Jihad et guerre sainte

Jean Flori Historien, docteur d’état ès lettres et sciences humaines, directeur de recherche au Centre d’études supérieures de civilisation médiévale de Poitiers du CNRS. Spécialiste de l’histoire des idéologies et des mentalités médiévales, il a notamment publié : Richard Cœur de Lion (Payot, 1999) ; Pierre l’ermite et la première croisade (Fayard, 1999) ; La guerre sainte (Aubier-Flammarion, 2001), et Guerre sainte - jihad-croisade (Le Seuil, 2002).

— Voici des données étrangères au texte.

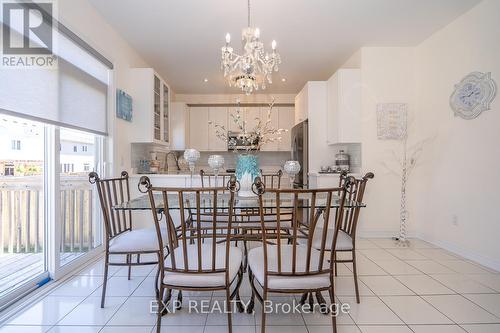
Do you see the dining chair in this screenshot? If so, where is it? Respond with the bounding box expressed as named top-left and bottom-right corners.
top-left (260, 169), bottom-right (283, 188)
top-left (140, 176), bottom-right (243, 332)
top-left (313, 172), bottom-right (374, 303)
top-left (248, 178), bottom-right (350, 333)
top-left (89, 171), bottom-right (166, 308)
top-left (239, 169), bottom-right (292, 270)
top-left (200, 169), bottom-right (234, 187)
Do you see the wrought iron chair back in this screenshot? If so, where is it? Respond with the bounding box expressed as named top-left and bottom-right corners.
top-left (89, 171), bottom-right (132, 243)
top-left (254, 178), bottom-right (352, 278)
top-left (140, 176), bottom-right (236, 274)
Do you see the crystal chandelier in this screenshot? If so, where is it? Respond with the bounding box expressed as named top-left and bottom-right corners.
top-left (221, 0), bottom-right (281, 95)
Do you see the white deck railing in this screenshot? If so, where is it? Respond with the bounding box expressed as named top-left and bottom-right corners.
top-left (0, 175), bottom-right (95, 254)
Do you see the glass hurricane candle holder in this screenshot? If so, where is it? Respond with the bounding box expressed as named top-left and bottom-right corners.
top-left (184, 149), bottom-right (200, 187)
top-left (208, 155), bottom-right (224, 186)
top-left (283, 161), bottom-right (300, 188)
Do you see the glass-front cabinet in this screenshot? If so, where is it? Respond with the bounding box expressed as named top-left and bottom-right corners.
top-left (129, 68), bottom-right (170, 145)
top-left (162, 84), bottom-right (170, 143)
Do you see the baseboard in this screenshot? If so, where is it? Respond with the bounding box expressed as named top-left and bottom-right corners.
top-left (357, 230), bottom-right (500, 272)
top-left (356, 230), bottom-right (415, 238)
top-left (416, 234), bottom-right (500, 272)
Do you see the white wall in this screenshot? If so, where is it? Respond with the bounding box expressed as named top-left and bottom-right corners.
top-left (173, 94), bottom-right (295, 104)
top-left (359, 47), bottom-right (415, 237)
top-left (409, 0), bottom-right (500, 270)
top-left (57, 0), bottom-right (150, 174)
top-left (356, 0), bottom-right (500, 270)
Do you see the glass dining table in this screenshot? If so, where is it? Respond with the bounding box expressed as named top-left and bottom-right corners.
top-left (113, 192), bottom-right (365, 241)
top-left (113, 192), bottom-right (365, 213)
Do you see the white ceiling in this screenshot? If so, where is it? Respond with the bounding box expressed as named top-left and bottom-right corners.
top-left (89, 0), bottom-right (480, 94)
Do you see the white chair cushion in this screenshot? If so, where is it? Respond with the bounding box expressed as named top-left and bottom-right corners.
top-left (313, 228), bottom-right (353, 251)
top-left (109, 228), bottom-right (168, 252)
top-left (248, 245), bottom-right (330, 290)
top-left (239, 214), bottom-right (292, 228)
top-left (163, 243), bottom-right (243, 288)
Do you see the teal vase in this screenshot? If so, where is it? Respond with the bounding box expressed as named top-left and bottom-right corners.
top-left (236, 154), bottom-right (260, 197)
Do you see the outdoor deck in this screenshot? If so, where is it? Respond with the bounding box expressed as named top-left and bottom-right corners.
top-left (0, 252), bottom-right (83, 297)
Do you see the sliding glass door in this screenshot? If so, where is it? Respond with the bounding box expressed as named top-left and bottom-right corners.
top-left (0, 2), bottom-right (111, 311)
top-left (0, 114), bottom-right (47, 307)
top-left (59, 128), bottom-right (102, 266)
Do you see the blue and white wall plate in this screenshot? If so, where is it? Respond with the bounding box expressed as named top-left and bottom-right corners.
top-left (450, 72), bottom-right (497, 119)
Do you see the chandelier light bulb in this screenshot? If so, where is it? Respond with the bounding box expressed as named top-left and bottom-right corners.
top-left (221, 0), bottom-right (281, 95)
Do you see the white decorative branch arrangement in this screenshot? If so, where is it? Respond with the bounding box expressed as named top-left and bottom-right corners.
top-left (377, 103), bottom-right (430, 247)
top-left (214, 99), bottom-right (288, 152)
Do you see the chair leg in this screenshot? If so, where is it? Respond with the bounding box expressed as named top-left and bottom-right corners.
top-left (156, 285), bottom-right (167, 333)
top-left (101, 251), bottom-right (109, 308)
top-left (155, 252), bottom-right (162, 298)
top-left (316, 291), bottom-right (328, 314)
top-left (260, 289), bottom-right (267, 333)
top-left (328, 281), bottom-right (338, 333)
top-left (175, 290), bottom-right (182, 310)
top-left (127, 254), bottom-right (132, 280)
top-left (225, 286), bottom-right (233, 333)
top-left (247, 268), bottom-right (255, 314)
top-left (299, 292), bottom-right (309, 305)
top-left (352, 251), bottom-right (359, 304)
top-left (333, 251), bottom-right (338, 276)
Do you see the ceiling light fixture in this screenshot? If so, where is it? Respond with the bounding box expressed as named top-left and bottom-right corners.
top-left (221, 0), bottom-right (281, 95)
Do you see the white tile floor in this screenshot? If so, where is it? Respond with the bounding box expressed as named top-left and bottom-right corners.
top-left (0, 239), bottom-right (500, 333)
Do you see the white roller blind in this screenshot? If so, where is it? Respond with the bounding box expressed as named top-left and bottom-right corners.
top-left (0, 7), bottom-right (110, 135)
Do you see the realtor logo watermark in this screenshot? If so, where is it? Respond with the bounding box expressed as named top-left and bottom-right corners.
top-left (149, 299), bottom-right (351, 316)
top-left (1, 1), bottom-right (57, 68)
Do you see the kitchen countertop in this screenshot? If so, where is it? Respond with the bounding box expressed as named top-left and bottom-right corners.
top-left (309, 172), bottom-right (362, 178)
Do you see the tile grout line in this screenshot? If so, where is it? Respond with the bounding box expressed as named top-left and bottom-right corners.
top-left (358, 241), bottom-right (459, 331)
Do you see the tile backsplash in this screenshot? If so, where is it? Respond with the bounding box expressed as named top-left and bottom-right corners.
top-left (332, 143), bottom-right (361, 173)
top-left (131, 143), bottom-right (291, 172)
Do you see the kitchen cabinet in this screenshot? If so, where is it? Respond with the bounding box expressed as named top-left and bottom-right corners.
top-left (207, 107), bottom-right (228, 151)
top-left (261, 106), bottom-right (295, 151)
top-left (170, 102), bottom-right (189, 150)
top-left (261, 107), bottom-right (280, 151)
top-left (245, 106), bottom-right (261, 132)
top-left (294, 82), bottom-right (309, 125)
top-left (278, 106), bottom-right (295, 151)
top-left (188, 103), bottom-right (294, 151)
top-left (129, 68), bottom-right (170, 145)
top-left (189, 107), bottom-right (209, 151)
top-left (326, 69), bottom-right (361, 145)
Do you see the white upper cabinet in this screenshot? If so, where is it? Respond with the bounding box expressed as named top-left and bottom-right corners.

Le 11 septembre 2001, l’effondrement des tours jumelles du Word Trade Center de New York, diffusé en direct par tous les écrans de télévision, a brutalement attiré l’attention du monde occidental sur une notion ambiguë : le jihad.
Une notion inquiétante : dans le discours des auteurs de cet attentat, il s’agirait seulement, en effet, des premiers épisodes de la guerre sainte menée au nom de Dieu contre les « juifs et les croisés », jugés responsables de l’oppression du monde musulman. Ce jihad est tenu pour saint et méritoire : il procure la vie éternelle à ceux qui périssent en martyrs dans ce combat pour la cause de l’islam. Ordonné par Dieu, il est promis au succès final ; c’est pourquoi Ben Laden n’hésite pas à prédire la « chute » des États-Unis et du monde occidental, et le triomphe définitif de l’islam. Les kamikazes palestiniens ne tiennent pas un autre langage : ils sont sûrs, eux aussi, d’accéder au paradis en tant que martyrs.
Pour la plupart des Occidentaux, imprégnés d’une culture qui a depuis longtemps accompli sa « révolution laïque », ce discours est d’un autre âge, et il est de bon ton, même dans les milieux scientifiques orientalistes, de l’évacuer d’un haussement d’épaules, comme s’il ne représentait qu’une très infime minorité de fanatiques, exaltés, désaxés ou déments. Il suffit pourtant, dans la plupart des pays musulmans, d’écouter le peuple de la rue pour être persuadé du contraire. Là, en effet, la « révolution laïque » ne s’est pas encore accomplie et il n’est pas sûr qu’elle ait lieu dans un avenir prévisible. L’idée d’un jihad guerrier méritoire n’y choque personne. En revanche, les musulmans dits « modérés », particulièrement ceux qui vivent dans les pays occidentaux, tentent d’occulter ou de minimiser ce phénomène. Ils soulignent à juste titre les aspects culturels positifs de l’islam : sa tolérance traditionnelle par exemple, qui interdit la conversion forcée (Coran II, 257), et qui a permis, pendant toute l’époque médiévale, la coexistence relativement pacifique des musulmans et des dhimmis (chrétiens et juifs) admis à vivre sous domination musulmane en terre d’islam. Plus encore, ils cherchent à représenter l’islam comme une religion de paix, et le jihad comme un « effort dans la voie de Dieu », à connotation essentiellement pacifique.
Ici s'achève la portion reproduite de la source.